Attachment: ndb_3_trace.log.2.gz (application/x-gzip, text), 38.83 KiB.

Hi,
I'm using RHEL4 with mysql-max-5.0.22-linux-i686-icc-glibc23.tar.gz.

I'd setup 1 mgmt node (node A), 2 NDB node (node B and C), and 1 mysql server (node D).

They running, seems not much problem.

I run "/usr/local/mysql/bin/ndbd -d" on both of my NDB nodes. I can see two(2) copies of "ndbd -d" processes running on each of them.

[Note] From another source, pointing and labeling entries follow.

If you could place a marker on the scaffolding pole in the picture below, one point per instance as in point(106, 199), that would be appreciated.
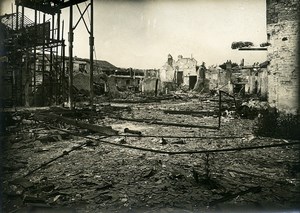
point(71, 58)
point(91, 55)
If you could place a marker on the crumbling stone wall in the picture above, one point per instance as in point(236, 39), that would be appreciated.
point(283, 54)
point(188, 67)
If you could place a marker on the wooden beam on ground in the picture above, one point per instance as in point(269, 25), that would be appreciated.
point(184, 112)
point(164, 123)
point(104, 130)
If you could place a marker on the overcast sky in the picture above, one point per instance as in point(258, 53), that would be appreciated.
point(142, 33)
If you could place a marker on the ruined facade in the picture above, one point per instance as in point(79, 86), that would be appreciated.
point(186, 71)
point(283, 54)
point(182, 72)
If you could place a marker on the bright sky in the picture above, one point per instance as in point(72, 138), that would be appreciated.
point(141, 34)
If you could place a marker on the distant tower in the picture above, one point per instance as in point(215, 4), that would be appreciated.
point(170, 60)
point(228, 65)
point(242, 63)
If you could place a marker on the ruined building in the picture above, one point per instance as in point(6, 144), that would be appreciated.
point(182, 72)
point(283, 54)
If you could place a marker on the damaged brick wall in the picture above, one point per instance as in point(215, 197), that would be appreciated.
point(283, 53)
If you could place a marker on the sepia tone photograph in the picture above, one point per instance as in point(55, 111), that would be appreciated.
point(155, 106)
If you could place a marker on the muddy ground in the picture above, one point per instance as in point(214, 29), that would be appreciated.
point(89, 175)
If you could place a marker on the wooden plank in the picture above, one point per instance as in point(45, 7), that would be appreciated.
point(104, 130)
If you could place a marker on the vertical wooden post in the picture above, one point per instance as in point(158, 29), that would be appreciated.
point(71, 58)
point(91, 55)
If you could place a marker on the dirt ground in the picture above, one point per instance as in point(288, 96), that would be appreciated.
point(101, 177)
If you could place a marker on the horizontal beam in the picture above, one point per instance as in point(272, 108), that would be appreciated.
point(254, 48)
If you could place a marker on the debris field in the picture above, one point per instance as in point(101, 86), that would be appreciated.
point(161, 156)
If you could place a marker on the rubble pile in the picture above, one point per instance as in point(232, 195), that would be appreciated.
point(115, 159)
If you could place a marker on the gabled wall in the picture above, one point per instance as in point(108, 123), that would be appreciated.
point(283, 54)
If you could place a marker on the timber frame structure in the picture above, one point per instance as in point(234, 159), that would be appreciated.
point(34, 70)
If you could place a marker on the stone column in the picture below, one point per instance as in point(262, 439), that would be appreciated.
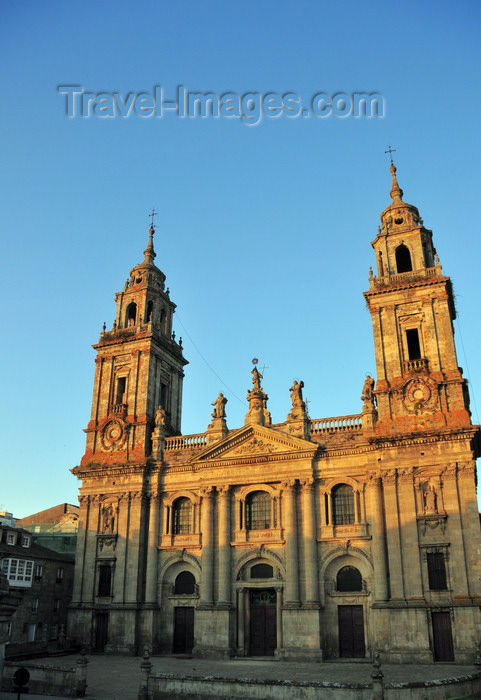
point(378, 539)
point(309, 533)
point(409, 534)
point(292, 549)
point(459, 530)
point(241, 620)
point(152, 551)
point(393, 534)
point(206, 587)
point(224, 547)
point(80, 558)
point(280, 639)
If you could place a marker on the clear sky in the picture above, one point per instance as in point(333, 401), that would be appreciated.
point(263, 230)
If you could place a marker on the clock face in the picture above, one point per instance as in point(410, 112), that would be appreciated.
point(112, 434)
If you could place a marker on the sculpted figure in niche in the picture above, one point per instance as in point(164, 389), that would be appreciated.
point(430, 500)
point(219, 406)
point(296, 395)
point(108, 518)
point(368, 390)
point(160, 416)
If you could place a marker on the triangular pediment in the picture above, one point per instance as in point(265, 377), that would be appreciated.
point(257, 441)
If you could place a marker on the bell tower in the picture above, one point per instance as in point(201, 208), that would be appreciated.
point(419, 385)
point(139, 366)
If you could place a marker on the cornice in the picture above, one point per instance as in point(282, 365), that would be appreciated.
point(401, 285)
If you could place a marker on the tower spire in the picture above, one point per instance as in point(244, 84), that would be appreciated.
point(396, 192)
point(149, 252)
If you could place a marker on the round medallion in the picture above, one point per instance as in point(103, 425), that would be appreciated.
point(418, 395)
point(112, 434)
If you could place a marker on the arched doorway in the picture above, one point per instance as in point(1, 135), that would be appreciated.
point(263, 622)
point(183, 641)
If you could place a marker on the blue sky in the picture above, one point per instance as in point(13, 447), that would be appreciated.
point(263, 230)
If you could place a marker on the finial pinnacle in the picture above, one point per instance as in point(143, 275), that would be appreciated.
point(390, 151)
point(152, 214)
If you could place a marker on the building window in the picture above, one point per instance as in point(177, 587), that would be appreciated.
point(437, 571)
point(182, 512)
point(131, 315)
point(258, 511)
point(105, 580)
point(185, 583)
point(414, 347)
point(343, 505)
point(18, 572)
point(148, 311)
point(349, 579)
point(262, 571)
point(120, 390)
point(403, 259)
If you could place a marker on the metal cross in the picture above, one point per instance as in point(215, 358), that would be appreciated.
point(390, 151)
point(152, 214)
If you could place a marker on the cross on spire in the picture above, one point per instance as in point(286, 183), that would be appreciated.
point(390, 151)
point(152, 214)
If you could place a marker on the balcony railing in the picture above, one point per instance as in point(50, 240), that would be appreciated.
point(406, 277)
point(337, 424)
point(415, 365)
point(185, 442)
point(119, 409)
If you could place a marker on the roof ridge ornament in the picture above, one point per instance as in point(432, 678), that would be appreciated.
point(149, 252)
point(396, 192)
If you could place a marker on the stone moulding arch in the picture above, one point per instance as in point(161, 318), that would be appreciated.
point(169, 500)
point(178, 558)
point(260, 553)
point(251, 488)
point(356, 485)
point(339, 552)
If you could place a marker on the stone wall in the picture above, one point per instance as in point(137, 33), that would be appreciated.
point(169, 687)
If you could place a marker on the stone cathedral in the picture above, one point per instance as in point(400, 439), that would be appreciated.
point(307, 539)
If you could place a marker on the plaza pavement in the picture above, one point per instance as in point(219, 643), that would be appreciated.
point(118, 677)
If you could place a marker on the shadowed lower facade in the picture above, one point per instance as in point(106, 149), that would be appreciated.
point(308, 539)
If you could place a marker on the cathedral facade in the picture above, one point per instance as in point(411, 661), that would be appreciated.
point(308, 539)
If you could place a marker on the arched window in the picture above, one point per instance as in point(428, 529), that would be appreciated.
point(262, 571)
point(131, 315)
point(148, 311)
point(163, 319)
point(342, 505)
point(105, 580)
point(258, 511)
point(185, 583)
point(403, 259)
point(182, 516)
point(349, 579)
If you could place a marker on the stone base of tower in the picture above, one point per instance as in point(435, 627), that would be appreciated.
point(107, 630)
point(300, 635)
point(212, 633)
point(149, 631)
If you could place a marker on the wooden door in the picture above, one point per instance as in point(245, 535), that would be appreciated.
point(263, 622)
point(442, 636)
point(101, 630)
point(183, 630)
point(351, 631)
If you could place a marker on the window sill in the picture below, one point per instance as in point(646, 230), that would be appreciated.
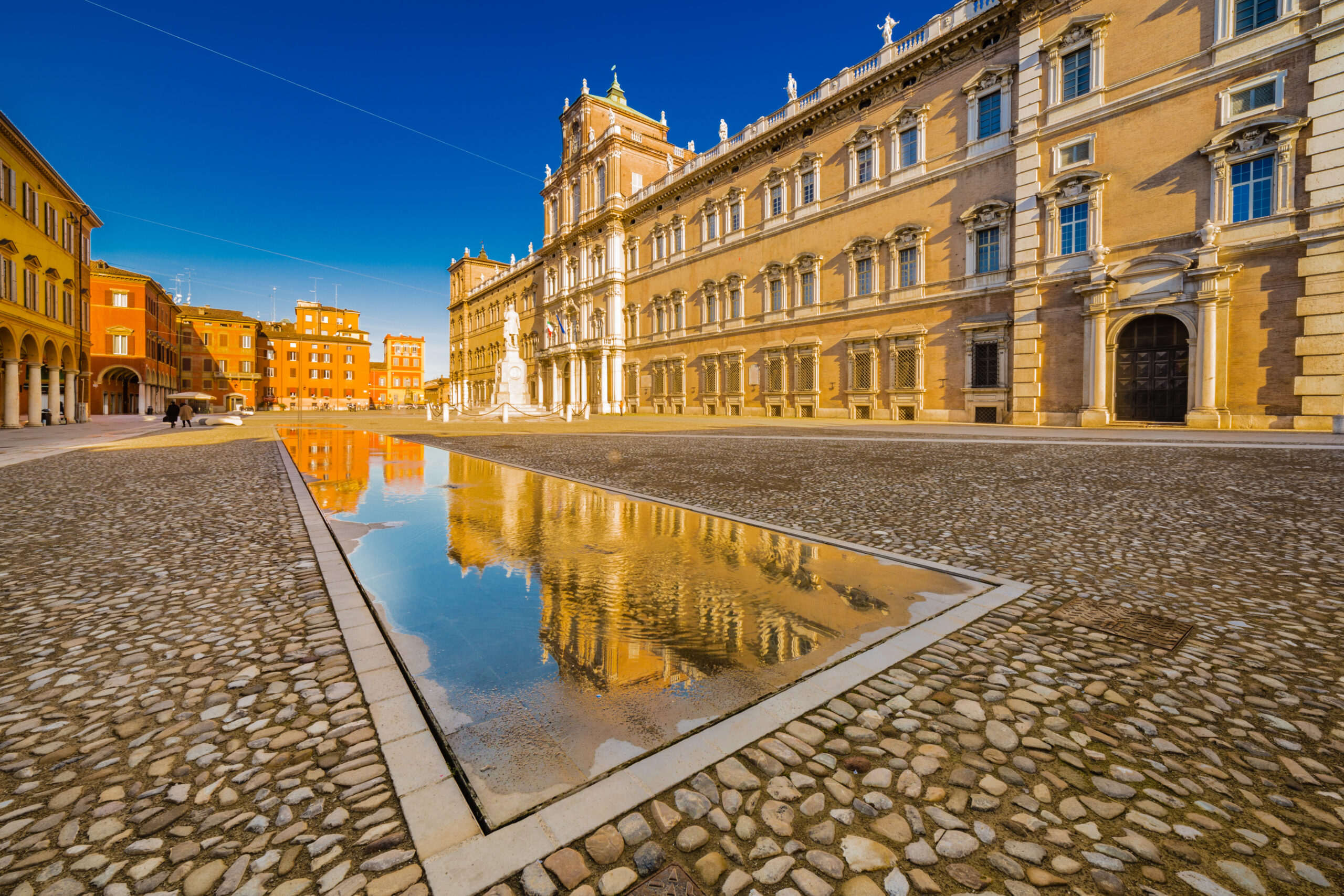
point(865, 188)
point(902, 175)
point(1252, 42)
point(988, 144)
point(1077, 107)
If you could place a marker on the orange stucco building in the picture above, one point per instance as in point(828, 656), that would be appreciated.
point(135, 342)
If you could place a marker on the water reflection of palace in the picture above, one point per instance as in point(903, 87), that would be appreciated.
point(339, 460)
point(636, 593)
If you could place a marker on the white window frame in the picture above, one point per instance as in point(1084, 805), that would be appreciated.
point(1057, 154)
point(983, 217)
point(1225, 99)
point(1085, 31)
point(858, 249)
point(911, 237)
point(1070, 190)
point(990, 81)
point(1247, 140)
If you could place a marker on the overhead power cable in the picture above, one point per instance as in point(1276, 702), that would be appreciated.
point(289, 81)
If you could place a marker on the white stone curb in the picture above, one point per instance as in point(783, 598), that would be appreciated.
point(435, 806)
point(457, 856)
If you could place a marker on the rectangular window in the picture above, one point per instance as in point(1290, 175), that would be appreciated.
point(1254, 14)
point(863, 277)
point(1077, 155)
point(807, 374)
point(1253, 99)
point(909, 267)
point(909, 147)
point(987, 250)
point(984, 366)
point(906, 370)
point(863, 160)
point(990, 116)
point(1253, 188)
point(1073, 229)
point(1076, 75)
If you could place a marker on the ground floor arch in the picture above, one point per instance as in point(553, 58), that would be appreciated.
point(1152, 370)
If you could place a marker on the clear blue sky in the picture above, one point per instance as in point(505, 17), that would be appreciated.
point(147, 125)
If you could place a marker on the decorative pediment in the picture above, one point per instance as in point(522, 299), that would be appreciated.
point(908, 117)
point(1074, 184)
point(863, 135)
point(1077, 31)
point(908, 234)
point(1253, 135)
point(860, 244)
point(988, 80)
point(994, 212)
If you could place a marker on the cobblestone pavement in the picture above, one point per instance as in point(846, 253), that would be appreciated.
point(1025, 755)
point(178, 714)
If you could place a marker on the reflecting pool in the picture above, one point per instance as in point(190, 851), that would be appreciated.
point(558, 630)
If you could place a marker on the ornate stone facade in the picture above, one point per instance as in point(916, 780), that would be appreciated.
point(925, 237)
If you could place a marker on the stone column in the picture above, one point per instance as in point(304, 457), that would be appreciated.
point(604, 397)
point(54, 381)
point(11, 394)
point(34, 394)
point(71, 405)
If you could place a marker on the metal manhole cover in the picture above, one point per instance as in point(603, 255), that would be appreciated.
point(673, 880)
point(1136, 625)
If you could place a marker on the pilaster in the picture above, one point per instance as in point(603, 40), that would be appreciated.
point(1320, 386)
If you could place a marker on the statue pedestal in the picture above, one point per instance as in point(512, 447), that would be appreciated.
point(511, 381)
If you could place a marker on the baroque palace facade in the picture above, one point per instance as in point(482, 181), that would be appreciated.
point(1025, 212)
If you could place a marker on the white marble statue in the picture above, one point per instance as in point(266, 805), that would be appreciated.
point(511, 327)
point(886, 30)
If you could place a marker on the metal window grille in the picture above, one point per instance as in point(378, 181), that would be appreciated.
point(908, 368)
point(863, 371)
point(1076, 73)
point(984, 366)
point(807, 374)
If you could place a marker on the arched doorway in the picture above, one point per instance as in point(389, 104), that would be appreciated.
point(120, 392)
point(1152, 370)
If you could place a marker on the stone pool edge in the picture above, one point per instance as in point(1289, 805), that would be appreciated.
point(433, 804)
point(457, 856)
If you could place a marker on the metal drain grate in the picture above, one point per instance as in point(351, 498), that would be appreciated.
point(1136, 625)
point(673, 880)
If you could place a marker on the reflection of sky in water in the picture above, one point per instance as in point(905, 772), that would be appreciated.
point(588, 628)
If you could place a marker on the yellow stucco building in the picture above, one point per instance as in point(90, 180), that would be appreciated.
point(44, 288)
point(1102, 213)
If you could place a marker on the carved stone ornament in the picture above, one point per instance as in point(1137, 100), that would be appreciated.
point(1252, 139)
point(1074, 35)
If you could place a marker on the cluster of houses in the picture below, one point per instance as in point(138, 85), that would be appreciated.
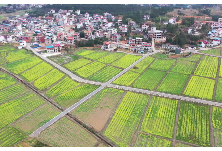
point(59, 30)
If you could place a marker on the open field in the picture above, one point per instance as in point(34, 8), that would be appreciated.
point(200, 87)
point(89, 69)
point(126, 119)
point(160, 117)
point(126, 61)
point(193, 124)
point(184, 67)
point(141, 66)
point(151, 141)
point(96, 111)
point(67, 133)
point(207, 67)
point(111, 57)
point(173, 83)
point(71, 97)
point(149, 79)
point(211, 51)
point(160, 64)
point(105, 74)
point(127, 78)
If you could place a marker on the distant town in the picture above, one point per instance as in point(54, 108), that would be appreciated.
point(65, 29)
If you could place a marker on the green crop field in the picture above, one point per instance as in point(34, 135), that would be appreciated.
point(111, 57)
point(18, 107)
point(105, 74)
point(127, 78)
point(160, 64)
point(126, 61)
point(71, 97)
point(195, 57)
point(193, 124)
point(184, 67)
point(89, 69)
point(149, 79)
point(211, 51)
point(160, 117)
point(218, 95)
point(141, 66)
point(12, 92)
point(36, 119)
point(67, 133)
point(96, 55)
point(77, 64)
point(17, 55)
point(22, 65)
point(125, 121)
point(200, 87)
point(99, 107)
point(151, 141)
point(216, 118)
point(218, 138)
point(48, 79)
point(61, 87)
point(173, 83)
point(207, 67)
point(6, 81)
point(36, 72)
point(83, 52)
point(10, 136)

When I do a stress test by unplug the network cable of node B. After few seconds, once of the "ndbd -d" process got killed by itself (the other copy still running). When I plug back the network cable, I can see below message on my mgmt node - ndb_mgm console:

2006-07-23 01:18:37 [MgmSrvr] ALERT    -- Node 2: Forced node shutdown completed. Initiated by signal 0. Caused by error 2305: 'Arbitrator shutdown, please investigate error(s) on other node(s)(Arbitration error). Temporary error, restart node'.

When this error appeared, the other "ndbd -d" process on node B will get killed automatically too! This cause my node B unable connect back to the clustering setup forever until I manually issue "ndbd -d" again.

I read through alot of bugfix, it doesn't seems to be fixed till version 5.0.22. Highly appreciate if someone able to rectify the problem. Thanks!!

regards,
rachel

> When this error appeared, the other "ndbd -d" process on 
> node B will get killed automatically too! This cause my
> node B unable connect back to the clustering
> setup forever until I manually issue "ndbd -d" again.

See http://dev.mysql.com/doc/refman/5.0/en/mysql-cluster-ndbd-definition.html#id3146375

  * StopOnError

  This parameter specifies whether an ndbd process should exit 
  or perform an automatic restart when an error condition is encountered.

  This feature is enabled by default.

Yes, by disable that function, it works!
But, does this affect the performance?

As both nodes shut down at exactly the same time we'll need the full set of logs of both data nodes and the management node to analyze this.

No feedback was provided for this bug for over a month, so it is
being suspended automatically. If you are able to provide the
information that was originally requested, please do so and change
the status of the bug back to "Open".